Parmi les sinistrés, Philippe Chatelier, agriculteur, qui y a perdu sa meilleure parcelle. Il ne décolère pas face à la décision de ne pas entretenir la digue : « J’ai l’impression que la LPO voudrait récupérer nos terres pour observer des oiseaux. S’ils les veulent, il faudra les payer. Ça nous a trop coûté. C’est l’État qui est venu nous chercher dans les années quatre-vingt pour cultiver ces surfaces », assure-t-il. Le marais de Brouage est hautement symbolique. Observé des pouvoirs publics, il représente l’un des premiers résultats concrets d’un trait de côte plus mobile. Il est pour l’heure plus que mitigé pour les agriculteurs victimes de submersions.

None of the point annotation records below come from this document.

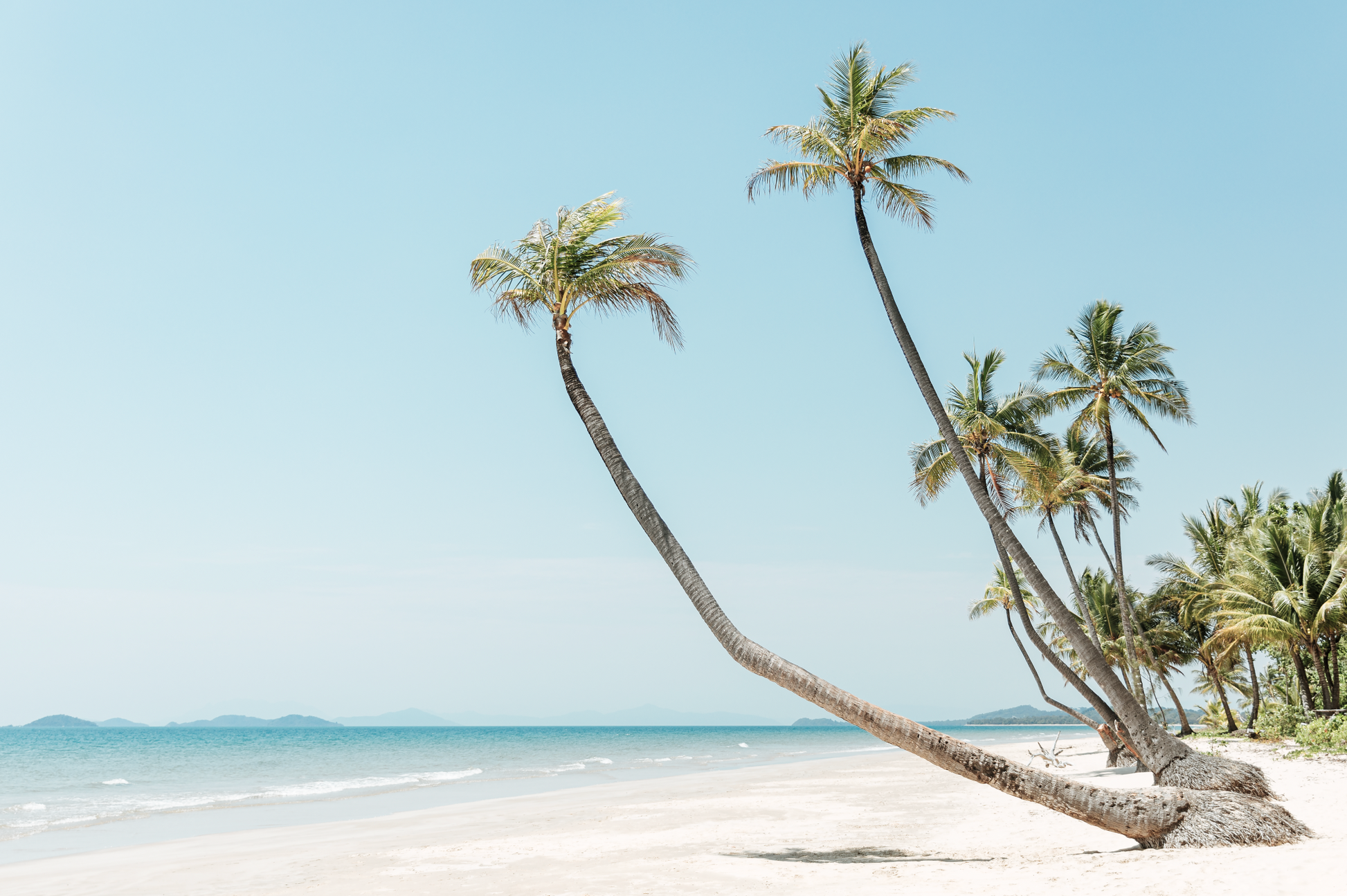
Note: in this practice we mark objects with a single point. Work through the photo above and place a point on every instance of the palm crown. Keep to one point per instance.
(995, 432)
(562, 267)
(1108, 372)
(857, 140)
(1067, 475)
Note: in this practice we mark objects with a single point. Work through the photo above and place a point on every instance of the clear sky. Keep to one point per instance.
(264, 449)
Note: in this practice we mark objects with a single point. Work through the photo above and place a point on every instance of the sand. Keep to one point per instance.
(865, 823)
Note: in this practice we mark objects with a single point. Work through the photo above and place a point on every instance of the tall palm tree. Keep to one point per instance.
(854, 145)
(1063, 479)
(998, 594)
(1108, 372)
(1290, 585)
(997, 433)
(1000, 435)
(562, 267)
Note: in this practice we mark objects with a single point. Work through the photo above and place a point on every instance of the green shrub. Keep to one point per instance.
(1323, 736)
(1280, 720)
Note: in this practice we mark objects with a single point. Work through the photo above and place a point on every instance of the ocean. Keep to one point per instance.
(66, 790)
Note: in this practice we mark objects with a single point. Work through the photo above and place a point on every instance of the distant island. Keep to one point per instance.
(61, 721)
(1027, 715)
(401, 718)
(248, 721)
(640, 716)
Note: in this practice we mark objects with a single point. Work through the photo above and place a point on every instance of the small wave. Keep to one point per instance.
(449, 776)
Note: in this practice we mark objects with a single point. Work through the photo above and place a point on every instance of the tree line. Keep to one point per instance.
(858, 143)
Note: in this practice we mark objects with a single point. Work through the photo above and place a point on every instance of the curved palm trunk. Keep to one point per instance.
(1075, 585)
(1112, 731)
(1153, 817)
(1117, 551)
(1048, 654)
(1171, 760)
(1184, 728)
(1083, 720)
(1253, 679)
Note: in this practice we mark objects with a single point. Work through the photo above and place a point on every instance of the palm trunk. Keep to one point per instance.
(1253, 679)
(1335, 671)
(1099, 705)
(1083, 720)
(1112, 731)
(1128, 657)
(1184, 728)
(1153, 817)
(1075, 587)
(1170, 759)
(1103, 549)
(1301, 678)
(1117, 551)
(1315, 654)
(1221, 693)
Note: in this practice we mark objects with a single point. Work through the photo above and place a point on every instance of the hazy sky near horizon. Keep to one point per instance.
(263, 448)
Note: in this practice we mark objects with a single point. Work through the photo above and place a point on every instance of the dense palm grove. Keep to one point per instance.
(1254, 608)
(858, 143)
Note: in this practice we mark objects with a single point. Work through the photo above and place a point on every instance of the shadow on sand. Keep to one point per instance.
(850, 854)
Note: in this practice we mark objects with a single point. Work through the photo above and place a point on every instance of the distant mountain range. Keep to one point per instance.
(406, 717)
(647, 715)
(248, 721)
(642, 716)
(61, 721)
(1027, 715)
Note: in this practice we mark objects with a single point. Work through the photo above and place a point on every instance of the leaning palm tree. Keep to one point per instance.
(857, 145)
(998, 594)
(1062, 480)
(1108, 372)
(563, 267)
(1001, 435)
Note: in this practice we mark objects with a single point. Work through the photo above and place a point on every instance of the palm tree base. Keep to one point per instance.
(1203, 771)
(1224, 819)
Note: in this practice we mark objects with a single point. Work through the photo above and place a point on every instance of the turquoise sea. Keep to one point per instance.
(66, 790)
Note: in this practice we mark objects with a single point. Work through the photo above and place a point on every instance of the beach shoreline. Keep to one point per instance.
(858, 823)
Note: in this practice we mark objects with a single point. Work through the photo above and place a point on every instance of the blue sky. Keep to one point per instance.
(262, 444)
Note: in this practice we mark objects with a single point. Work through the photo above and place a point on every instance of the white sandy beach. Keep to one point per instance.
(878, 822)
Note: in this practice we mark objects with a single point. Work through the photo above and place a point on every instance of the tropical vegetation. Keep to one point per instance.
(858, 142)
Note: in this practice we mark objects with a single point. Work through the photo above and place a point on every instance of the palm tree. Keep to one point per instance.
(853, 145)
(998, 594)
(1167, 647)
(561, 268)
(1000, 433)
(1108, 372)
(997, 432)
(1290, 585)
(1063, 479)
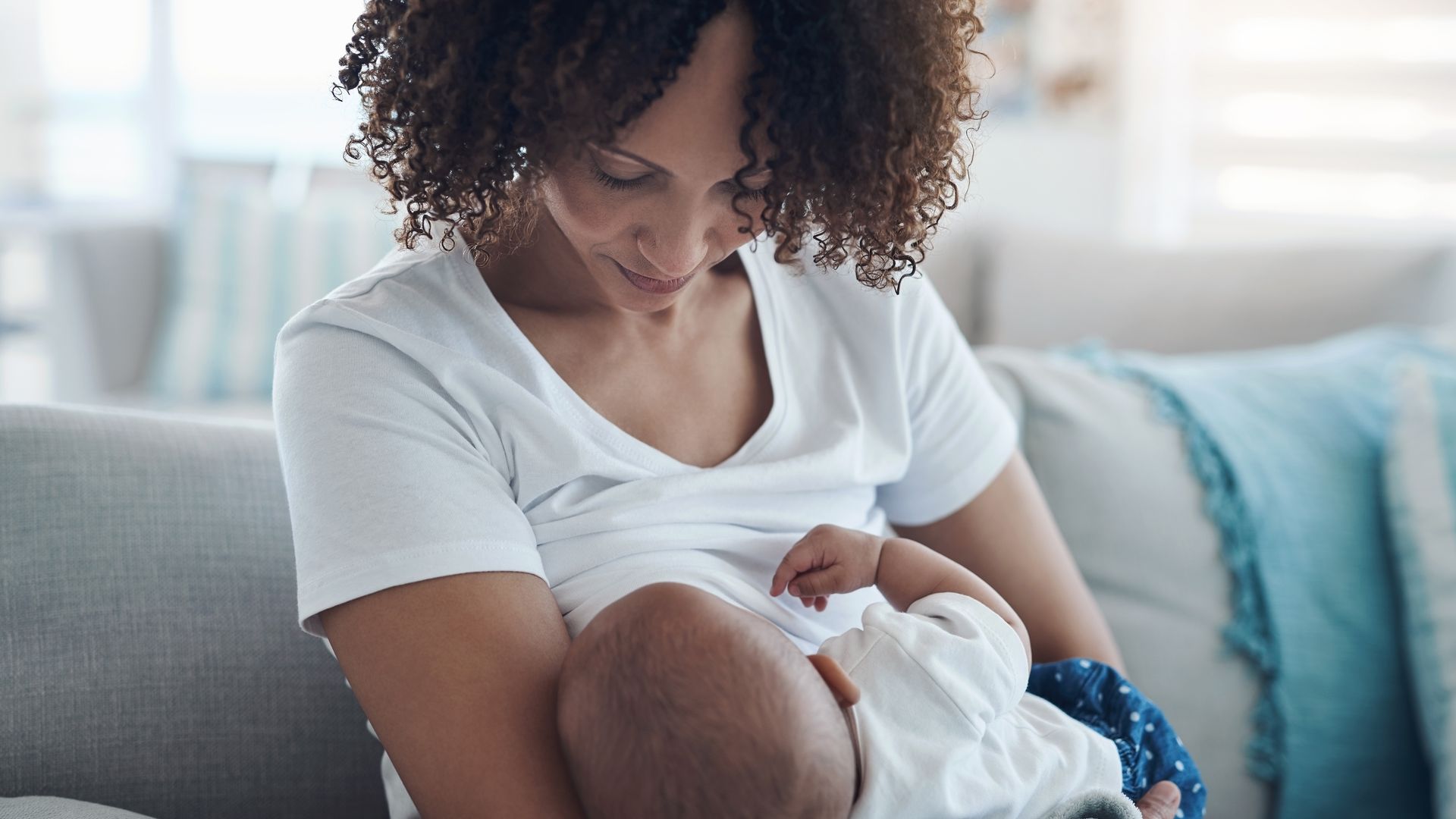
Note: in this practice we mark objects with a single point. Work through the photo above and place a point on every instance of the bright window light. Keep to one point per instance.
(1305, 39)
(1335, 193)
(95, 46)
(1296, 115)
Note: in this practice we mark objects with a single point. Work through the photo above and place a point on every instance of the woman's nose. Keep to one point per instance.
(674, 243)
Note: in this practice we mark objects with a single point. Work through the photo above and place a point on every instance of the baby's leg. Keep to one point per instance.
(1106, 701)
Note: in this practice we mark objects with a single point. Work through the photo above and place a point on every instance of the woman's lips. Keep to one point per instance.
(655, 286)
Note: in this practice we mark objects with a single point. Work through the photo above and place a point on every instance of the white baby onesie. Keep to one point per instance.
(946, 727)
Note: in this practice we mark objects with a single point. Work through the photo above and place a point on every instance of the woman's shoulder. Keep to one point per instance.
(422, 300)
(832, 297)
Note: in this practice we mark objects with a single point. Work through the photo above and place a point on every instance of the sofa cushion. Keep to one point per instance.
(152, 661)
(1119, 484)
(60, 808)
(1420, 497)
(1288, 444)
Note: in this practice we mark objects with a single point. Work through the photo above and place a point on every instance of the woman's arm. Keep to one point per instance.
(457, 675)
(1008, 537)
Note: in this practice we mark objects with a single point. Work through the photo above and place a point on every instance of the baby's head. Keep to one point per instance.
(674, 703)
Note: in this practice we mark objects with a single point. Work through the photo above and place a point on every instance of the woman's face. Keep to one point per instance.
(658, 202)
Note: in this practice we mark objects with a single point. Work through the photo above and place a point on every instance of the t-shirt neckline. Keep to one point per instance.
(607, 431)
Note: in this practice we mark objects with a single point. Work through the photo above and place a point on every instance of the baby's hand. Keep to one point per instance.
(829, 560)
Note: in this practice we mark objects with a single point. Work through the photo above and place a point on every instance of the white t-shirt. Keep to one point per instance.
(422, 435)
(946, 727)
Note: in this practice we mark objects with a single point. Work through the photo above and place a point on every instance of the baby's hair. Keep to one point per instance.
(666, 716)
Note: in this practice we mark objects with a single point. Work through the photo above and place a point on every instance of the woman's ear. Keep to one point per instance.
(836, 678)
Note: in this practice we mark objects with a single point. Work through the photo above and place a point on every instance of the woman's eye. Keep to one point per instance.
(613, 183)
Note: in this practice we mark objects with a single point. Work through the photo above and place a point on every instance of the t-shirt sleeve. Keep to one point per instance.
(962, 430)
(388, 480)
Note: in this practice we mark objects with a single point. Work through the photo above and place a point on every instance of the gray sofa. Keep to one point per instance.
(152, 662)
(150, 657)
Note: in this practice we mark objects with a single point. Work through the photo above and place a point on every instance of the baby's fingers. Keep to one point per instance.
(821, 582)
(794, 563)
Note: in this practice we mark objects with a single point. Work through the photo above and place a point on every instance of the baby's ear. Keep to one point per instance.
(845, 689)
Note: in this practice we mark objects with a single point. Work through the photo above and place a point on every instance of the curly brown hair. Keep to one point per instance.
(862, 101)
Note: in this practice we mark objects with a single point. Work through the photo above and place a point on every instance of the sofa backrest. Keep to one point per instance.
(152, 654)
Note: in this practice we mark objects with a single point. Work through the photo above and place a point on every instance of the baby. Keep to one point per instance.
(676, 703)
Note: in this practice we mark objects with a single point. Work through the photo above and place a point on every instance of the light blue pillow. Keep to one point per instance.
(1289, 444)
(1420, 485)
(239, 268)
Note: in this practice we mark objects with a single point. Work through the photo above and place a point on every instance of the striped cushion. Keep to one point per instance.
(240, 267)
(1420, 496)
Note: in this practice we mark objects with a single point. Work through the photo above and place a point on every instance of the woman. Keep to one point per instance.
(607, 384)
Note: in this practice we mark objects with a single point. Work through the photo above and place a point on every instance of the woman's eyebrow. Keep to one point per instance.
(655, 167)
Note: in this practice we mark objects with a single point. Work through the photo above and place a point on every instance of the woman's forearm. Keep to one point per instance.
(1006, 535)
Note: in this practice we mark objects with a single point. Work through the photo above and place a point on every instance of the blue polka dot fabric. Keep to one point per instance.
(1097, 695)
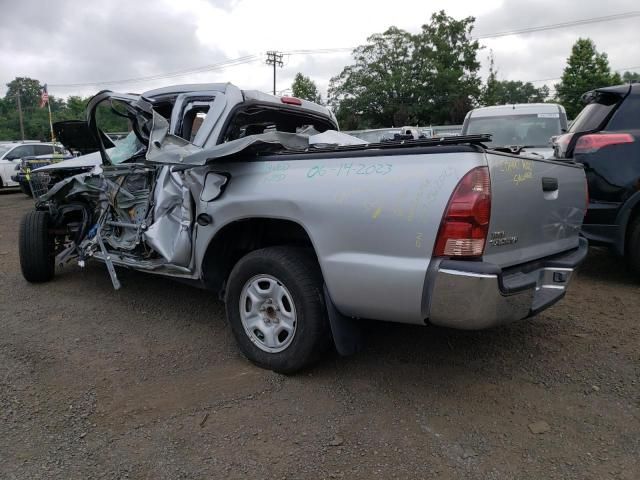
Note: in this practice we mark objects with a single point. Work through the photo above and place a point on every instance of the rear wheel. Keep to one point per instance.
(276, 309)
(37, 247)
(633, 245)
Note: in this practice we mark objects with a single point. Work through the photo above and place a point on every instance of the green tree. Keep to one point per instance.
(400, 79)
(501, 92)
(36, 119)
(586, 69)
(305, 88)
(376, 90)
(631, 77)
(447, 66)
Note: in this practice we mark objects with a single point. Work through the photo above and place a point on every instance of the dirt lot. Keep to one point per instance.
(146, 382)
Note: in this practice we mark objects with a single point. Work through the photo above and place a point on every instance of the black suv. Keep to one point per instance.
(605, 138)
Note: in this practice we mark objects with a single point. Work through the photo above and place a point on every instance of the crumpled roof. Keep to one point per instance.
(171, 149)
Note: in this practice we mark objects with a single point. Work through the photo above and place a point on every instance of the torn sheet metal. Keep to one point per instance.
(333, 137)
(170, 233)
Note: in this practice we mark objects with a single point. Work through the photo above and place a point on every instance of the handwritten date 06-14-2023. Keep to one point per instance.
(347, 169)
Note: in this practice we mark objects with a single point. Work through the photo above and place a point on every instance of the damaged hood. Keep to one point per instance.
(152, 132)
(76, 135)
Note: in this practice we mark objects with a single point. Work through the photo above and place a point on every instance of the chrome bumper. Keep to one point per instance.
(476, 295)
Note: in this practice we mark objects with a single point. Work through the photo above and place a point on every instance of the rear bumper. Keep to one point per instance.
(475, 295)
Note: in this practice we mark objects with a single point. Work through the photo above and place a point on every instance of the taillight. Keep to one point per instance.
(465, 224)
(595, 141)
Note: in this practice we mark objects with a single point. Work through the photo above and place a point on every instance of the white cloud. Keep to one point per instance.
(119, 39)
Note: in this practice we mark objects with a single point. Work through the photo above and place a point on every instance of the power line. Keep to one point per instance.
(206, 68)
(255, 57)
(553, 26)
(540, 28)
(622, 69)
(274, 58)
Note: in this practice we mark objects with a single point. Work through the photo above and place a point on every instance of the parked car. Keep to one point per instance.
(76, 137)
(605, 138)
(523, 127)
(300, 239)
(11, 153)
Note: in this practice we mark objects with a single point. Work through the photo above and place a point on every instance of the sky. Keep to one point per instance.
(80, 47)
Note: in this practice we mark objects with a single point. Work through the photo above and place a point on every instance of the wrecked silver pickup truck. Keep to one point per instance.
(303, 230)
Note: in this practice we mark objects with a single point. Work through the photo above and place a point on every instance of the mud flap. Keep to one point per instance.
(108, 263)
(347, 332)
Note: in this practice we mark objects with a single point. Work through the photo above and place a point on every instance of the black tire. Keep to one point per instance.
(26, 189)
(633, 245)
(297, 269)
(36, 246)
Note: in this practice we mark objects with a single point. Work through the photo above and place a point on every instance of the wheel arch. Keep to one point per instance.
(629, 211)
(239, 237)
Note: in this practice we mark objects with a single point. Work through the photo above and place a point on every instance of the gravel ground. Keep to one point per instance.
(146, 382)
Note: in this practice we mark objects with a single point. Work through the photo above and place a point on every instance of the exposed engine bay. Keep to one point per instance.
(129, 215)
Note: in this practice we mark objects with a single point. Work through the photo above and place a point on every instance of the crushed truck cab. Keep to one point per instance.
(302, 229)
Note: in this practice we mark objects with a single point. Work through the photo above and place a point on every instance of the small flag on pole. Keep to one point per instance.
(44, 96)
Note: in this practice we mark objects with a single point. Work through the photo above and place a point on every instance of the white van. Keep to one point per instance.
(526, 125)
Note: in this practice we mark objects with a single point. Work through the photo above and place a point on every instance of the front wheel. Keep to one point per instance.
(37, 247)
(276, 309)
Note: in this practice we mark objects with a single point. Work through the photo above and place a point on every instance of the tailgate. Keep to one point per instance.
(537, 207)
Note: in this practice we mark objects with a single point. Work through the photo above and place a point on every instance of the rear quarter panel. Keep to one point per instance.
(372, 219)
(543, 223)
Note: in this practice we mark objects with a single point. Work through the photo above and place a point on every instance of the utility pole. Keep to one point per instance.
(274, 58)
(20, 113)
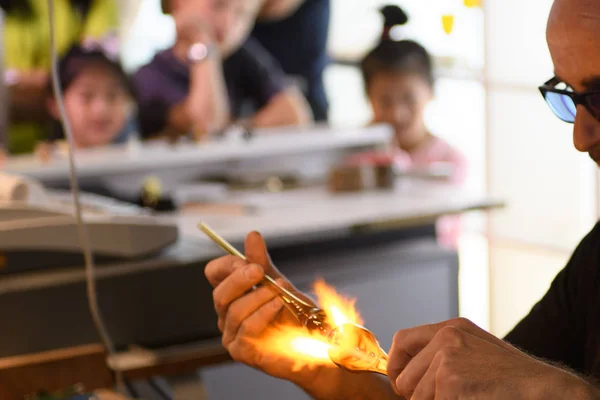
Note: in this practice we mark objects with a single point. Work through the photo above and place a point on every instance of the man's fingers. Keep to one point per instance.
(409, 342)
(445, 340)
(426, 388)
(217, 270)
(406, 344)
(258, 322)
(236, 285)
(241, 309)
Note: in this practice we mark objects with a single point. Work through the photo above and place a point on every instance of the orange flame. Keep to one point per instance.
(302, 348)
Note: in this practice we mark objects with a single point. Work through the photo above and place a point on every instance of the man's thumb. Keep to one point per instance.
(256, 250)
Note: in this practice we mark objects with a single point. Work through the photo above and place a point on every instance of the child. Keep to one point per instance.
(398, 77)
(98, 100)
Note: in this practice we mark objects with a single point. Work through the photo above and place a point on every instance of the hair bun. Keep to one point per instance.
(393, 15)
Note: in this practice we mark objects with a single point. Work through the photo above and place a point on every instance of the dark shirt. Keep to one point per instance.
(564, 326)
(299, 43)
(251, 75)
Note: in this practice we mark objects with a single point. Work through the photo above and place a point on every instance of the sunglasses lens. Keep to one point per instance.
(562, 106)
(593, 104)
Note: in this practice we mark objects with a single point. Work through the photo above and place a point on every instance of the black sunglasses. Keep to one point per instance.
(564, 102)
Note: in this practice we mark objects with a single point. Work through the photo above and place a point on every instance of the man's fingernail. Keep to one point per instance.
(252, 271)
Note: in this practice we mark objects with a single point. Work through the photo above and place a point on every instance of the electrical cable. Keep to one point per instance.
(83, 232)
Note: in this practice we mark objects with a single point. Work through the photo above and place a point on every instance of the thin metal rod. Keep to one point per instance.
(229, 249)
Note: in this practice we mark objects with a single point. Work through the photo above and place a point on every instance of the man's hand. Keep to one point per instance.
(246, 314)
(458, 360)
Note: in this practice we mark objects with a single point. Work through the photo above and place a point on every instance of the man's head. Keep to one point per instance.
(574, 40)
(231, 20)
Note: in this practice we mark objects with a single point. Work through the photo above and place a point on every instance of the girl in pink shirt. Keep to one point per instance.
(398, 77)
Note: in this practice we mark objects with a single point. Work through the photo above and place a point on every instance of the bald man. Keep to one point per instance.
(553, 353)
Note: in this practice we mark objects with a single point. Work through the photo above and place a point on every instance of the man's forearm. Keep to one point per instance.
(337, 384)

Le Conservatoire du littoral toujours en quête de foncier

Le Conservatoire du littoral est un acteur majeur de la politique foncière sur le littoral français. Il possède aujourd’hui 17 % du rivage en métropole, soit 217 000 ha en protection. L’objectif est d’atteindre 30 % en 2050. Lorsqu’un terrain est racheté, il intègre le domaine public. À la fin du bail en cours, le conservatoire propose une convention d’occupation à l’agriculteur qui exploite ces terres avec un cahier des charges favorable à la renaturalisation de la parcelle, tourné vers le pâturage extensif et interdisant notamment l’irrigation. Le 3 décembre dernier, dans le cadre des mobilisations agricoles nationales, une cinquantaine de tracteurs de la FDSEA de Charentes-Maritimes a manifesté à Yves, en Charentes-Maritimes, sur un site de la LPO pour dénoncer cette politique de rachat de foncier.